The Far-Enough Window

by John Grant

Published by BeWrite Books

292 pages, 2002



 

 

An Uncommon Adventure

Reviewed by Chuck Gregory

 

Joanna lives an odd and lonely life. She spends a lot of time inside her own head -- ruminating over the events of the day -- or the previous day, or the day before that -- and trying to keep herself busy and therefore not unhappy. Not that she doesn't enjoy her life, but she really would like it if Daddy would visit more, or if she were allowed to go somewhere other than the house and grounds. It's a nice place but she can't remember ever being allowed to go out, even to the nearby village she can see from the windows. She does have Mr. Dogg (who really is a dog) to keep her company, of course. And Mrs. Ruggely (nanny/housekeeper/surrogate mother) does take awfully good care of her. Mudgett (the groundskeeper) is nice even though he doesn't say much, and he is very nice to her horse, Rapscallion. But wouldn't it be something to see some kids her own age? And wouldn't it be great if Daddy -- Aubrey -- were to pop in once in a while? But he hasn't done that much, since the day that Mommy decided to leave.

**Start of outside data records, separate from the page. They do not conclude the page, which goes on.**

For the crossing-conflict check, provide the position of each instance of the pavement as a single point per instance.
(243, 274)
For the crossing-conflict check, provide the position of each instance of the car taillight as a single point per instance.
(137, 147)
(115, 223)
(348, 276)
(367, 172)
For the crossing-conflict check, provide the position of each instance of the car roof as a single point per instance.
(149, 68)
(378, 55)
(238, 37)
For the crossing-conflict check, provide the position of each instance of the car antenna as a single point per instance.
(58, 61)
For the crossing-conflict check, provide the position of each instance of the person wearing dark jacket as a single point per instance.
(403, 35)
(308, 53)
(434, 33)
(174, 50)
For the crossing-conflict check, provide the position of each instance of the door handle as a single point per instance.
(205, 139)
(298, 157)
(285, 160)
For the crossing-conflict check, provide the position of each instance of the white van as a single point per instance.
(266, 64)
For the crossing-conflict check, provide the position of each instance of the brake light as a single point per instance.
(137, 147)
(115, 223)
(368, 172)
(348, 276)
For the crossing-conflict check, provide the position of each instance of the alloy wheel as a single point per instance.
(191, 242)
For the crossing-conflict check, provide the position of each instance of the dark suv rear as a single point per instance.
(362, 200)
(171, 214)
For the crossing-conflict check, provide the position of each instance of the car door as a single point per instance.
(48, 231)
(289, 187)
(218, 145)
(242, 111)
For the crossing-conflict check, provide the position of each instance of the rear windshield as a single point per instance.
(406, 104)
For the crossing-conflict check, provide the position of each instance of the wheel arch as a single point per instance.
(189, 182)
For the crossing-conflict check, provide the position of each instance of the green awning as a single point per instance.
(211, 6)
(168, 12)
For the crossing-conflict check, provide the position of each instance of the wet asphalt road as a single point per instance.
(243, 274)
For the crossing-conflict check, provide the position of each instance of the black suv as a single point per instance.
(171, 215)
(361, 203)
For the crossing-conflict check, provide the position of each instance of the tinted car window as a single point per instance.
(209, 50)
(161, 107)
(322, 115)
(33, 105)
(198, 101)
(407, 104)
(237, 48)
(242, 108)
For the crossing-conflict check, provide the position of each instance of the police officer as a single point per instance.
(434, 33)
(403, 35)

As it turns out, Joanna is about to embark on a marvelous adventure, populated by legendary and miraculous beings whose names are famous indeed. Shakespeare's characters from "A Midsummer Night's Dream" are represented, notably by Puck (Robin Goodfellow) and Oberon. So too are the old stories about the Hunt, and leprechauns and unicorns or nearly any fantastic character you have ever heard of. But in this fairyland, the color is gone. Some of the features are losing definition, fading away. A mean group of fairies called the Comelatelies have taken over and their rule is oppressive. Yet there seems some connection between the Comelatelies and the other Finefolk. Perhaps they are alter egos, alternate selves? And where have the others gone?

John Grant's story is well paced and keeps the reader intrigued from beginning to end. It would be inappropriate to read it literally, or at least from the standpoint of our accepted perception of reality. To enjoy it, you must let your imagination take flight, then follow it as Joanna leads you on a great adventure. There are many surprises, yet there is enough foreshadowing that you may figure out much of the puzzle before it is fully revealed. If that happens, you will be elated when many of your conjectures are proven true. If not, you will be surprised at what the truth really is. In either case, I predict that you will enjoy it immensely. I certainly did. | January 2003

 

Chuck Gregory calls himself a Renaissance Man because he has such a variety of skills and interests. He does computer consulting, writes opinion pieces and book reviews, works with mental health consumers and runs a print shop -- but still manages to read at least three books a week. He lives with his wife and two dogs in Fort Lauderdale, Florida.